No sooner had Schlesinger begun the already arduous process of navigating the city's guidelines and regulations than up popped a local NIMBY group known as ECCHO -- Escondido Country Club Homeowners Organization -- which engaged the property owner in a four-year battle involving propaganda, lawsuits, a referendum and much bad feeling. So bad was the relationship between the developer and his opponents that a one stage Schlesinger sprayed the golf course with foul smelling manure so they knew how he really felt about them.
Not surprisingly, the city sided with the NIMBY opponents (who vote in local elections), but the courts found in favor of Mr Schlesinger, who successfully claimed his property rights had been violated by the city's actions. In reality, four years of fighting during an economic depression had produced no real winners but lots of losers. The losers were the property's neighbors who during years of neglect had suffered declines in the value of their homes, vandalism, drug dealing on the abandoned golf course, overgrown fairways, dead trees and foliage, closure of the clubhouse and animosity all around.

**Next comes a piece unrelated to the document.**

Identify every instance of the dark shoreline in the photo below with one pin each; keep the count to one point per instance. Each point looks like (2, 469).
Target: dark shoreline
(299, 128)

Out of this failure emerged a new group of YIMBYs demanding that the mess created by years of obstruction be cleaned up. Today it appears this group has contributed to a turnaround that sees a new developer, Urban West Communities bringing forward a plan for 392 new homes and a promise of recovery in the neighborhood's fortunes.
Last year, San Diego delivered barely 10,000 new housing units -- most of them rental apartments. This year, it appears we will struggle to achieve 8,000. These are pathetic numbers in a region of well over three million inhabitants and explains all of our housing challenges from homelessness to exorbitant prices. When I came to San Diego in 1984 we were building nearly 40,000 new homes and apartments each year.
In San Franscisco and the greater Bay Area, the YIMBY movement is up and running. Activist Kieryn Darkwater of East Bay Forward is pushing back against NIMBY groups in his housing-starved region. Backed by Silicon Valley money he is taking on the liberal establishment and bringing with him Bay Area politicians like State Senator Scott Weiner who is proposing legislative action to tackle California's biggest challenge -- its acute housing crisis.
In San Diego we need to learn from the examples of Escondido and the Bay Area. Environmentalists, who create and back local NIMBYism, have long understood that California's laws and regulations provide them with the ammunition to destroy housing through delayed approvals or reductions in densities or the designation of an endangered species and many other obstacles. On top of this comes the greed and self-interest of people who have already achieved the American dream and care not if anyone else enjoys the same success.
San Diego's business groups and leadership must tackle NIMBYism if they wish to achieve fair priced housing for employees. Political leaders must stand up against NIMBYism if they wish to take the homeless off of our streets and put a roof over their heads. Liberal politicians must stand up to NIMBYism if they wish to avoid charges of hypocrisy by backing the environmental groups who are at the heart of our housing crisis.
Today's massively depleted home construction industry no longer has the resources to fight prolonged legal battles for the privilege of building a handful of homes. This is a battle that affects our entire community with lots of losers and very few winners. Either the community steps up and invests in a YIMBY movement aimed at building thousands more homes or we suffer the consequences.
Mick Pattinson is past president of both the Building Industry Association of San Diego and the California Building Industry Association. The opinions expressed here are his own.